After experiencing a period of economic deadlock imposed by the unsettling situation in Iraq and the Middle East, the Kurdistan region is regaining its former status of being the bustling business hub of Iraq.
Owing to its liberal business environment that favors local and international private investment, a population of nearly 5.5 million accounting to a large consumer market, and a marked insufficiency to satisfy local demand, the Kurdistan Region harbors the right elements to attract foreign investments and build strong trade relations. As a matter of fact, the trade sector is one of the key drivers of economic growth in the KRG and Iraq at large.
“Despite the multiple challenges facing Kurdistan, the KRG has been able to maintain stability and security. Kurdistan Region remains safe and secure and is open for business.”
KRG Foreign Minister Falah Mustafa
According to the Kurdistan Board of Investment, imports account for 85% percent of the estimated US$5.0–5.5 billion of annual external trade in the Kurdistan Region, with Turkey being the largest trade partner, dominating multiple sectors including construction. The KRG struck a 50-year energy deal with the latter that also covers gas exports to Turkey as of 2017, based on previous plans.
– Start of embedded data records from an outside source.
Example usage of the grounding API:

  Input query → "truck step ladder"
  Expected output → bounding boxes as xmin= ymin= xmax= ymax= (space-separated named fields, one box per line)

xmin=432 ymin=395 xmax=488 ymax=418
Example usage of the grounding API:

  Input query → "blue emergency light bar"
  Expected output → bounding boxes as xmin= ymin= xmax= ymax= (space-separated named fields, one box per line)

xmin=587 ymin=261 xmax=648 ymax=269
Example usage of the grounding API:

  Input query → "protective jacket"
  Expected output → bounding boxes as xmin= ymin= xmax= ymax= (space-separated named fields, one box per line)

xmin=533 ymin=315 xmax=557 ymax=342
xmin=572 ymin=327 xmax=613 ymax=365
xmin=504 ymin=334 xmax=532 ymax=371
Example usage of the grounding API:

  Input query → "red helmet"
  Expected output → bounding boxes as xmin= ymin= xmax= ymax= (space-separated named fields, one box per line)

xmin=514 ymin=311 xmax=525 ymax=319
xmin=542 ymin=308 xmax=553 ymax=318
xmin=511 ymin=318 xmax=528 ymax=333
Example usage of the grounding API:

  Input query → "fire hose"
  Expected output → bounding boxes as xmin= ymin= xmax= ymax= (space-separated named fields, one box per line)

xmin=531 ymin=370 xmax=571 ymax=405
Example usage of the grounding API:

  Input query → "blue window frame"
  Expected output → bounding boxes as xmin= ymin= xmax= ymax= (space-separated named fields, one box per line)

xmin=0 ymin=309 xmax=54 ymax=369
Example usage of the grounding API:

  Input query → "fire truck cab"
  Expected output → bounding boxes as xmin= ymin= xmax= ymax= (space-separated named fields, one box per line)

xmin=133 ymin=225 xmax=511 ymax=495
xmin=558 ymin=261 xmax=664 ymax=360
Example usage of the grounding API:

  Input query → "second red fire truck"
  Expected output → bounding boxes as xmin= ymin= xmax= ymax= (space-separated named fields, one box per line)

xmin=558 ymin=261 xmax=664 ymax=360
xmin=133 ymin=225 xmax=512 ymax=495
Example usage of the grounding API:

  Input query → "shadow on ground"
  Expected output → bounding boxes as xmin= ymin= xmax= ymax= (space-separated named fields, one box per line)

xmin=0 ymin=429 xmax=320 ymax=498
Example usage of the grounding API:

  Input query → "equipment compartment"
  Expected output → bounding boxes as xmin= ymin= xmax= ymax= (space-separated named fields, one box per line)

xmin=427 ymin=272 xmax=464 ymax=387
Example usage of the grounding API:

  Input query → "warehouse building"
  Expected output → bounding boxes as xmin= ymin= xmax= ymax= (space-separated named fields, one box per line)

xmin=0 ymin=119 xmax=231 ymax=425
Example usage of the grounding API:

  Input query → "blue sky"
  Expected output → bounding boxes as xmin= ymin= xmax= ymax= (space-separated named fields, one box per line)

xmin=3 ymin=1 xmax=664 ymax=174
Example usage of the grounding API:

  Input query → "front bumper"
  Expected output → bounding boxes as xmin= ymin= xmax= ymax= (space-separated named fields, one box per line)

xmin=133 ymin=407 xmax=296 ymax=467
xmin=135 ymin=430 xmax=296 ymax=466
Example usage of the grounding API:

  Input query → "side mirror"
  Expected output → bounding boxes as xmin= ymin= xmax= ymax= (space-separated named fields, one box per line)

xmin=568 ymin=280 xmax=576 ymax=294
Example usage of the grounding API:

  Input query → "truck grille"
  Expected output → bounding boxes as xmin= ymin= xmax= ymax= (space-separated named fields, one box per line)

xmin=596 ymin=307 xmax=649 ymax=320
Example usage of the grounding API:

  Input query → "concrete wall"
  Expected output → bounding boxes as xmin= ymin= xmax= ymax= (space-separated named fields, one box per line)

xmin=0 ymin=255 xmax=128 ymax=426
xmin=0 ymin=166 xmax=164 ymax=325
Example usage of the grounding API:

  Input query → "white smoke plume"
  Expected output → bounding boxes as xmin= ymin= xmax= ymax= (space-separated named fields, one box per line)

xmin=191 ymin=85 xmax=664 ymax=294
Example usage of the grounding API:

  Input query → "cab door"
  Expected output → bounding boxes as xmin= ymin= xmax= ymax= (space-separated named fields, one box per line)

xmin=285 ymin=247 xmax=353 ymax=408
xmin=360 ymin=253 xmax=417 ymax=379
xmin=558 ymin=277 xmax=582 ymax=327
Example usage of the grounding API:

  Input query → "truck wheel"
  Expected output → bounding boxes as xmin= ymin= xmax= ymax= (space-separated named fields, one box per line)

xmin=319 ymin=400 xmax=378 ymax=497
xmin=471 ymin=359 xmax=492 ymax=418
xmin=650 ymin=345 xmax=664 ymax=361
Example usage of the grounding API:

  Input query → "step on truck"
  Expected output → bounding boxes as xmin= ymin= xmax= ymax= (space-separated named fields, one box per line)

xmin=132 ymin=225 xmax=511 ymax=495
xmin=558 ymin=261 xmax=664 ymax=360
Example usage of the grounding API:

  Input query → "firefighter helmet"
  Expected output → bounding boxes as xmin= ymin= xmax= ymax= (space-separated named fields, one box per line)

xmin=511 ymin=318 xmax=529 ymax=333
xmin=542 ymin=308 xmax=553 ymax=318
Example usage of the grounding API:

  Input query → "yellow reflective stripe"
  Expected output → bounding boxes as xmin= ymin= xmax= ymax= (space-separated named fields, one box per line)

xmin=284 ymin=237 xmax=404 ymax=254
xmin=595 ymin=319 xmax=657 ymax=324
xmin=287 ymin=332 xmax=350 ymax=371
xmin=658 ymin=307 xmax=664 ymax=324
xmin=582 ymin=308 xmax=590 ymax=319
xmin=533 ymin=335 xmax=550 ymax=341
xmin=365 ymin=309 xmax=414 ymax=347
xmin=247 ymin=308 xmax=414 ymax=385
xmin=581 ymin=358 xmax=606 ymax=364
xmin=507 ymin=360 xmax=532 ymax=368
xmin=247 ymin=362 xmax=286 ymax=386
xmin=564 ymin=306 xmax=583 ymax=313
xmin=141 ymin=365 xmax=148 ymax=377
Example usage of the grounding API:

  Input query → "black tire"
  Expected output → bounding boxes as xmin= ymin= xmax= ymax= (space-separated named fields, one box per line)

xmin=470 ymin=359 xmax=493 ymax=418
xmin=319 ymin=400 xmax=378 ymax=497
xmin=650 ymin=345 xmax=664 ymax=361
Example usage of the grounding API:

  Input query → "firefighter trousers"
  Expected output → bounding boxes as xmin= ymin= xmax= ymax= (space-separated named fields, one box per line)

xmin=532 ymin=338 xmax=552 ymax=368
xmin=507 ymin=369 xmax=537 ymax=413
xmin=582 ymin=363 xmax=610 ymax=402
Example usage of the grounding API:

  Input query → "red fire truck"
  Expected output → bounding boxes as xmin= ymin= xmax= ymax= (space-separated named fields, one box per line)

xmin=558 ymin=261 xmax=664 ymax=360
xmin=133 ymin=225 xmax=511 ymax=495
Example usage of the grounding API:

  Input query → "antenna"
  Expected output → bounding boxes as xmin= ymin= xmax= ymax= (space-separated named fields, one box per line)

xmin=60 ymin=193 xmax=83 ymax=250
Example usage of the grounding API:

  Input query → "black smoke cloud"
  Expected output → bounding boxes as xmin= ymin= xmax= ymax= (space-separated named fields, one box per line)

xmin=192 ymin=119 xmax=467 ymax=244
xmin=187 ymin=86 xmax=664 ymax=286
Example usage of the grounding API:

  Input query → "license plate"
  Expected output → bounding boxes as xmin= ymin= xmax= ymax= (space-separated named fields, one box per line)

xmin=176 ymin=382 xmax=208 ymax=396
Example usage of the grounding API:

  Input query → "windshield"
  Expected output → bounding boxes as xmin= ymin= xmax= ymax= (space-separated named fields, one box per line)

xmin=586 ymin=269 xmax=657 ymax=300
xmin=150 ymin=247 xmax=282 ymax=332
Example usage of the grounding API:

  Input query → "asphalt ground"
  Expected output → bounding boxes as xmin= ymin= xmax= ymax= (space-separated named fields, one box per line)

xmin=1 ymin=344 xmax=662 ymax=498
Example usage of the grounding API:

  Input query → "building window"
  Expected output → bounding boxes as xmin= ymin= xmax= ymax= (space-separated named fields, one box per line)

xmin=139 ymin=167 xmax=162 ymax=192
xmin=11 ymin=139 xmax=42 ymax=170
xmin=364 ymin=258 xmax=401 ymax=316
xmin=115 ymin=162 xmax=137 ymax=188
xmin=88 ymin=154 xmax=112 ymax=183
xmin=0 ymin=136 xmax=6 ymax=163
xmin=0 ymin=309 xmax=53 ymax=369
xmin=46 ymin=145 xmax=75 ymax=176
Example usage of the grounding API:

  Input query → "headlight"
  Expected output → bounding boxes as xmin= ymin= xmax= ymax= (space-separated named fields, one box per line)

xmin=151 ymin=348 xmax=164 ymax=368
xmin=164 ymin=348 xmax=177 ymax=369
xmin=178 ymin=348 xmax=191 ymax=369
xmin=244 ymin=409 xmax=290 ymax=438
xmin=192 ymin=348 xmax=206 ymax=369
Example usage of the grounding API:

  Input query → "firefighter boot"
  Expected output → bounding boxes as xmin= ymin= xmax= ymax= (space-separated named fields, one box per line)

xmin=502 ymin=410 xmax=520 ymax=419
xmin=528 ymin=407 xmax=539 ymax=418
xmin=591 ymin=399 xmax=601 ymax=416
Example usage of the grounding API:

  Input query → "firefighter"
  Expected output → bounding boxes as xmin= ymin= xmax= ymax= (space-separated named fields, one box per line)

A survey conducted by the Ministry of Trade and Industry revealed that 94% of the KRG’s business transactions involve 15 countries, and categorized imports into 21 clusters led by electronics, iron products, followed by food products including groceries and poultry.
“We have been able to establish good relations with more than 45 regional business chambers and business unions like Turkey, Iran, UAE, Lebanon, Jordan, Egypt, Tunisia, and many other Arab countries.”
President of the Erbil Chamber of Commerce and Industry, Dara Jalil Khayat
Based on data formulated by the Central Statistical Organization of Iraq, trade dealings for 2015 have registered a noticeable increase from previous years. The value of total net trade balance amounted to $7.8 billion for that year.
The value of total imports for commodity and oil products was $41.6 billion in 2015, registering a 12.4% increase from the previous year and a compound growth rate of 11.7% from 2013.
The data also indicate that the highest value of imports ($8.5 billion) equivalent to 21.7% of the total imports of non-oil merchandise originated from Turkey, followed by China ($6.5 billion) and South Korea ($4.6 billion).